Poster
in
Workshop: Privacy Regulation and Protection in Machine Learning
Cache Me If You Can: The Case For Retrieval Augmentation in Federated Learning
Aashiq Muhamed · Pratiksha Thaker · Mona Diab · Mona Diab · Virginia Smith
We propose retrieval augmentation (RA) as an enhancement to federated learning (FL) that can improve privacy protection and ensure regulatory compliance. FL, primarily designed for data privacy preservation, faces challenges with conventional parametric models which are susceptible to privacy breaches and potentially non-compliant with regulations such as data erasure mandates. RA addresses these issues by integrating a retrieval-based method during the inference phase, achieving "perfect secrecy" by limiting server access to private documents and reducing barriers to compliance.
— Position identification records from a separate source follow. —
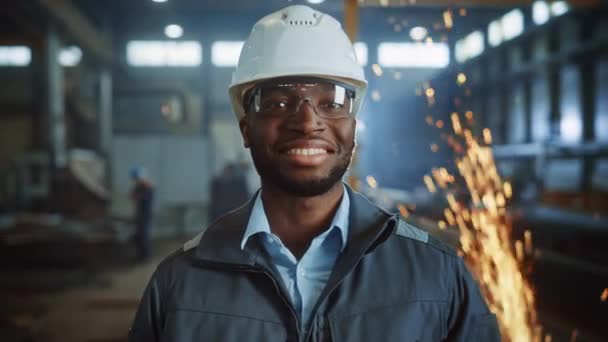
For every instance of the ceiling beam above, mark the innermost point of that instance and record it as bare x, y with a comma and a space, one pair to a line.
467, 3
77, 25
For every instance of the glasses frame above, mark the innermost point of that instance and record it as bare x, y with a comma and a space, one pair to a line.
249, 97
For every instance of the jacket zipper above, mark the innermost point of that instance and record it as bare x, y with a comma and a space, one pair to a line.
315, 316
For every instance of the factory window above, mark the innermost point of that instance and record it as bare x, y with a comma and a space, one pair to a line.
601, 101
414, 55
469, 47
542, 11
361, 52
559, 7
164, 53
506, 28
70, 56
571, 121
15, 56
226, 53
541, 121
512, 24
516, 129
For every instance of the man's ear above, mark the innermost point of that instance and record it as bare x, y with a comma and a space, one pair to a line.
244, 126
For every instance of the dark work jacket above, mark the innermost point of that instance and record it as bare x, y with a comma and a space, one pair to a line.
392, 282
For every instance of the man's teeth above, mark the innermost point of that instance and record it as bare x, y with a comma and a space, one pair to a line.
307, 151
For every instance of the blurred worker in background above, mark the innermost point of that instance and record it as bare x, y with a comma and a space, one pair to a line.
308, 259
142, 195
228, 190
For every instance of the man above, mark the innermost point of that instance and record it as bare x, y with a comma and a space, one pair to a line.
142, 195
308, 259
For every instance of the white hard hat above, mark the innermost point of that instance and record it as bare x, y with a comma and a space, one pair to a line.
296, 41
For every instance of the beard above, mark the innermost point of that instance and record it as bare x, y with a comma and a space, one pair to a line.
314, 186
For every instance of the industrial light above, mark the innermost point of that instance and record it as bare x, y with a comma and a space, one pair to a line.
418, 33
15, 55
470, 46
413, 55
540, 12
512, 24
174, 31
70, 56
361, 52
559, 7
164, 53
494, 33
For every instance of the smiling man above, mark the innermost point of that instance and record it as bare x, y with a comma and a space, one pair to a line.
308, 259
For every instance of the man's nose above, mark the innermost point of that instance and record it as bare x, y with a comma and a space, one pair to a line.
305, 117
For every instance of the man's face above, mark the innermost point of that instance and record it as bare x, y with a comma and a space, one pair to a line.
297, 144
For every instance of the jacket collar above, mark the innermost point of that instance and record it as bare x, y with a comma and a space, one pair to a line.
221, 243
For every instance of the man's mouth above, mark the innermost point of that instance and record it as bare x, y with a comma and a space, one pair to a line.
306, 151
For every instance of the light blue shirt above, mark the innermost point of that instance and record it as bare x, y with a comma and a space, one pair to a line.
306, 278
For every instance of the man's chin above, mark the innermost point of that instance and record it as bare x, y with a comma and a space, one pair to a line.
306, 188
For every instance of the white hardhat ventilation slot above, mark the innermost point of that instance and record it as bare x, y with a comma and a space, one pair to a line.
300, 16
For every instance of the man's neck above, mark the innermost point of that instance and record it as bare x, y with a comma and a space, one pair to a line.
297, 220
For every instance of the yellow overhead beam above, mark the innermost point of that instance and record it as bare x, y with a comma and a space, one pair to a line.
351, 18
466, 3
80, 28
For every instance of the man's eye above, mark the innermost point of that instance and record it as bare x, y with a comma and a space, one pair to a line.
274, 105
333, 105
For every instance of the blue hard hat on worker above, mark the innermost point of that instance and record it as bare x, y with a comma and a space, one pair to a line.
296, 41
138, 172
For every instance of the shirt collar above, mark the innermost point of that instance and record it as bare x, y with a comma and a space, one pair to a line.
258, 222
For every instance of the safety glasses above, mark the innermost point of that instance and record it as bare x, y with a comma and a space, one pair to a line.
283, 97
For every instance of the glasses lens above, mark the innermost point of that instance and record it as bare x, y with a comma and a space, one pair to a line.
329, 100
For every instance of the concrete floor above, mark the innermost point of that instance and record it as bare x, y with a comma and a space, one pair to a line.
101, 309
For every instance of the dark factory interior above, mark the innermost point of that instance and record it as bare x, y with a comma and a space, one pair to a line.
485, 124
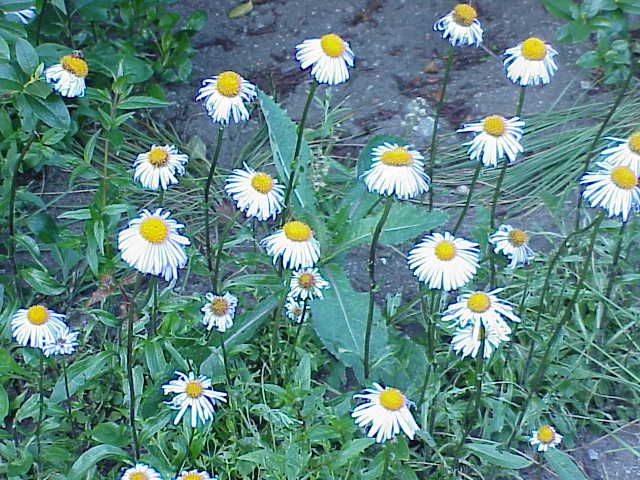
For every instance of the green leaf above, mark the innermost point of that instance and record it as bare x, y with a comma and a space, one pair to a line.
80, 375
491, 454
283, 136
41, 281
137, 102
563, 465
89, 459
340, 321
4, 404
26, 56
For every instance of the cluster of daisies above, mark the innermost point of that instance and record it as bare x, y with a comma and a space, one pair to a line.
479, 320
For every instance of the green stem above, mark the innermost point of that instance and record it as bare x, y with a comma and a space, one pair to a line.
467, 203
544, 363
132, 393
39, 468
66, 390
219, 249
225, 359
543, 293
591, 152
372, 281
207, 188
293, 168
433, 150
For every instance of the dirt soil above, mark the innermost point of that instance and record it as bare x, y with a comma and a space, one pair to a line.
399, 66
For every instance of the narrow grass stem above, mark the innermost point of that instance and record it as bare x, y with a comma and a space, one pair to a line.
433, 149
219, 249
67, 392
545, 289
467, 203
40, 417
544, 362
294, 344
225, 359
372, 281
207, 190
293, 168
131, 385
591, 153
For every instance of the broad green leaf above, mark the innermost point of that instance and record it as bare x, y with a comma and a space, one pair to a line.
282, 135
91, 457
340, 321
41, 281
491, 454
80, 375
563, 465
137, 102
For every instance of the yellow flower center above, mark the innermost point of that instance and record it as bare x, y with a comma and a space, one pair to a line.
464, 14
37, 315
193, 389
494, 125
229, 83
154, 230
546, 434
445, 251
75, 65
262, 182
392, 399
533, 49
192, 476
518, 237
623, 177
158, 156
478, 302
397, 157
634, 142
297, 231
306, 280
138, 476
219, 306
332, 45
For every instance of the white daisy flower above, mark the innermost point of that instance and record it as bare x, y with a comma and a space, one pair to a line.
614, 188
68, 76
294, 309
152, 244
443, 261
531, 62
545, 438
467, 340
296, 245
195, 475
157, 168
513, 243
194, 393
496, 137
329, 56
386, 412
36, 326
482, 308
307, 284
24, 16
257, 194
224, 96
219, 311
626, 152
396, 170
140, 471
460, 26
65, 343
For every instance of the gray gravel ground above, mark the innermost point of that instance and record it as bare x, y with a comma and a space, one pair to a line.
399, 60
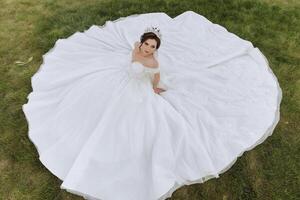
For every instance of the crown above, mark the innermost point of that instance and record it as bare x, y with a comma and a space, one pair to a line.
154, 30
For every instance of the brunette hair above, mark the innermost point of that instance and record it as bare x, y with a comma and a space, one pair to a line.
150, 35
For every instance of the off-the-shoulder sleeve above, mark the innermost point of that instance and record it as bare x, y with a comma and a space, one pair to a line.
156, 70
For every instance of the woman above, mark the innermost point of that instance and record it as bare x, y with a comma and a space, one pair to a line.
114, 120
144, 53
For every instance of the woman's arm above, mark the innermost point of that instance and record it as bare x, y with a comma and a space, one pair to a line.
155, 82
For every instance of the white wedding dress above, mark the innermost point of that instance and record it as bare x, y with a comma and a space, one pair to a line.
100, 128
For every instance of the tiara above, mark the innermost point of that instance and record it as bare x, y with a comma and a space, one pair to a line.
154, 30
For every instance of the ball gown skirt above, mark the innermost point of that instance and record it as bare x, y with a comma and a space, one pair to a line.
100, 128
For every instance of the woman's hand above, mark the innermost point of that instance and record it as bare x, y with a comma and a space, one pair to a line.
158, 90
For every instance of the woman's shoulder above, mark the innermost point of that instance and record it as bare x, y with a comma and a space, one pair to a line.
136, 44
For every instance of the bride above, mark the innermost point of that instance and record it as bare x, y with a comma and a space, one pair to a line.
144, 53
114, 119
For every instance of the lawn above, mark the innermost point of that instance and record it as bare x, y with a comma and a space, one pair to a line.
28, 29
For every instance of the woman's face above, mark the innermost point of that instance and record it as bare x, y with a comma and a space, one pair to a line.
148, 47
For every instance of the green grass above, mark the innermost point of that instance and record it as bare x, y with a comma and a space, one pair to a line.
30, 29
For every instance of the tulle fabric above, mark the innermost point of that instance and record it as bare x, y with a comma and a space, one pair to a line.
108, 136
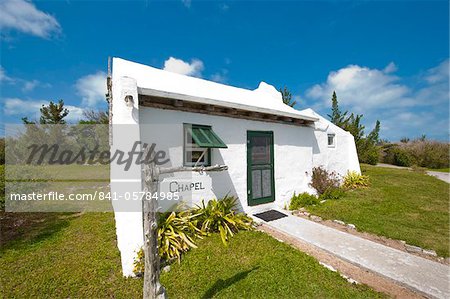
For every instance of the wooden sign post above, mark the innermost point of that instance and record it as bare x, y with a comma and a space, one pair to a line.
152, 287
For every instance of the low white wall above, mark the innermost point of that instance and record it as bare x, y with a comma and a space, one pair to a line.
340, 158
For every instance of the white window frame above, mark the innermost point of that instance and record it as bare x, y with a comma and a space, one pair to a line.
334, 140
192, 147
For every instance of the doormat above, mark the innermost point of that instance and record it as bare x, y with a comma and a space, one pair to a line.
270, 215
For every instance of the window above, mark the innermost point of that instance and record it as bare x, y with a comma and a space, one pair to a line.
198, 142
331, 140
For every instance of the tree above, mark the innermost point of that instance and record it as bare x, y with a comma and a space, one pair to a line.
374, 135
366, 146
53, 113
50, 115
287, 97
337, 117
95, 117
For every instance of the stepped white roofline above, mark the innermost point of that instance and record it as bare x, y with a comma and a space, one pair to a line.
160, 83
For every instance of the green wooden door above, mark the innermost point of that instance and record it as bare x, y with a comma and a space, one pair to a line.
260, 168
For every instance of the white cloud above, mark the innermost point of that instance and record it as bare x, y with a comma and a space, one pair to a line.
29, 85
362, 88
221, 76
438, 74
404, 110
390, 68
3, 76
179, 66
24, 16
187, 3
92, 88
30, 109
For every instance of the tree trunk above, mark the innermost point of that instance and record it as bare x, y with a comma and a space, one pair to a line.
152, 287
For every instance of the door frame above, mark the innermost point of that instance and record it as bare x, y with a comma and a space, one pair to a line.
250, 200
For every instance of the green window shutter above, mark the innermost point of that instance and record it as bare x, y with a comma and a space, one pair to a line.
206, 138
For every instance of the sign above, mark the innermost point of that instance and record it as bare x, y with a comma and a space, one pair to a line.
187, 188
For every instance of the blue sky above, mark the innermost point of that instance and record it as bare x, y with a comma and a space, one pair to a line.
386, 59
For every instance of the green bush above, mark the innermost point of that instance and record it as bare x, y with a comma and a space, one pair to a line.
176, 234
2, 187
332, 193
220, 216
368, 152
322, 180
177, 231
420, 152
354, 180
302, 200
402, 158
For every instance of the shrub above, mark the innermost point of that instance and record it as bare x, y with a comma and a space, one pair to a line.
322, 180
176, 233
302, 200
220, 216
332, 193
354, 180
430, 154
420, 152
368, 153
138, 263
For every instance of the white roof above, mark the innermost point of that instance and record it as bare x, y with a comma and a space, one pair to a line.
157, 82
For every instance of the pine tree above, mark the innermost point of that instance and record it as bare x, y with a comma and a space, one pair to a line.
337, 117
374, 136
53, 113
287, 97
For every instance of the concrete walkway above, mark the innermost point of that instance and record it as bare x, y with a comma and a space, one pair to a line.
427, 277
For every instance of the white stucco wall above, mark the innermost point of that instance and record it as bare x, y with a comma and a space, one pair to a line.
293, 154
340, 158
296, 149
125, 131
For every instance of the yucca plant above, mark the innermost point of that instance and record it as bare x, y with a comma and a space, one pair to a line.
176, 234
221, 216
354, 180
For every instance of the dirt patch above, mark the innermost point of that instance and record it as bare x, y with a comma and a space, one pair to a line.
375, 281
397, 244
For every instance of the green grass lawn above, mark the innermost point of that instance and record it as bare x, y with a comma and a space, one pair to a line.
75, 256
399, 204
440, 170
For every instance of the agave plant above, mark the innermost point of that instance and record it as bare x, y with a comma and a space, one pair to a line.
354, 180
220, 216
176, 234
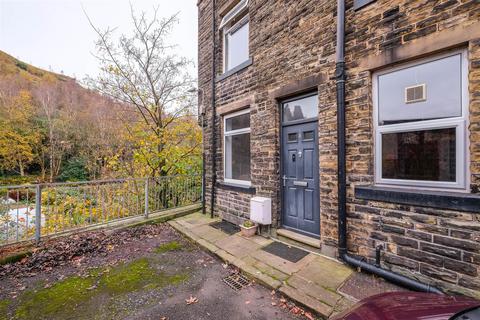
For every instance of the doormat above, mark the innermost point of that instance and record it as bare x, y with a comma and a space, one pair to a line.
283, 251
225, 226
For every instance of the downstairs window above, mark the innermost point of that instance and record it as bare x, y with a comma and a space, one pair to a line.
237, 148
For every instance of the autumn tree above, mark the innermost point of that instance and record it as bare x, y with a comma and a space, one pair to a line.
17, 132
141, 70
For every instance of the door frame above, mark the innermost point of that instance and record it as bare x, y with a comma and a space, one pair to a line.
280, 102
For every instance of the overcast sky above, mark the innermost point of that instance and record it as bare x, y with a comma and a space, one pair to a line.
55, 34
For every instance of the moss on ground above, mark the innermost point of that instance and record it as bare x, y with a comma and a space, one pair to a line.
61, 298
169, 246
77, 294
137, 275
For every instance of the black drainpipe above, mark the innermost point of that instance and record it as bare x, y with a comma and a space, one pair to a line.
214, 111
342, 182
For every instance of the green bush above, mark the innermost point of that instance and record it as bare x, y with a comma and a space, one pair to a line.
74, 170
22, 65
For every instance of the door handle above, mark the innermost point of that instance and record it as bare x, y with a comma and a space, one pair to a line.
300, 183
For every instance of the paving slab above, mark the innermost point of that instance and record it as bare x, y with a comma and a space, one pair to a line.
315, 291
313, 281
326, 273
237, 245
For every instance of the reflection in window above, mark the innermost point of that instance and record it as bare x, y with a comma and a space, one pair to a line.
308, 135
237, 156
422, 144
237, 148
419, 155
292, 137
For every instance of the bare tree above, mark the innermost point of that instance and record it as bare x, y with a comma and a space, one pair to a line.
140, 69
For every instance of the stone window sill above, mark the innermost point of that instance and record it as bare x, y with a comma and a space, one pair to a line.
236, 187
433, 199
238, 68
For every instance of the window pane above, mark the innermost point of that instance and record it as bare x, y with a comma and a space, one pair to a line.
237, 157
420, 155
442, 80
308, 135
301, 109
239, 122
237, 47
292, 137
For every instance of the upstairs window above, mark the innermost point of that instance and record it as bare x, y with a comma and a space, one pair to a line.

This study conducts a thorough evaluation of RA's efficacy within the FL paradigm, positioning it as a preferable alternative to traditional parametric models within analogous memory constraints. We characterize potential applications that may benefit from RA in FL, showing in particular that it is well-suited for knowledge-intensive, few-shot environments—offering scalable inference-time operations, source attribution, and the ability to dynamically update and unlearn knowledge for compliance. We present a new modeling framework, named Raffle, to investigate RA for FL applications with labeled and unlabeled data. Implementing Raffle in homogeneous settings for few-shot question answering, we explore the influence on client participation dynamics and the importance of passage index composition for effective generalization.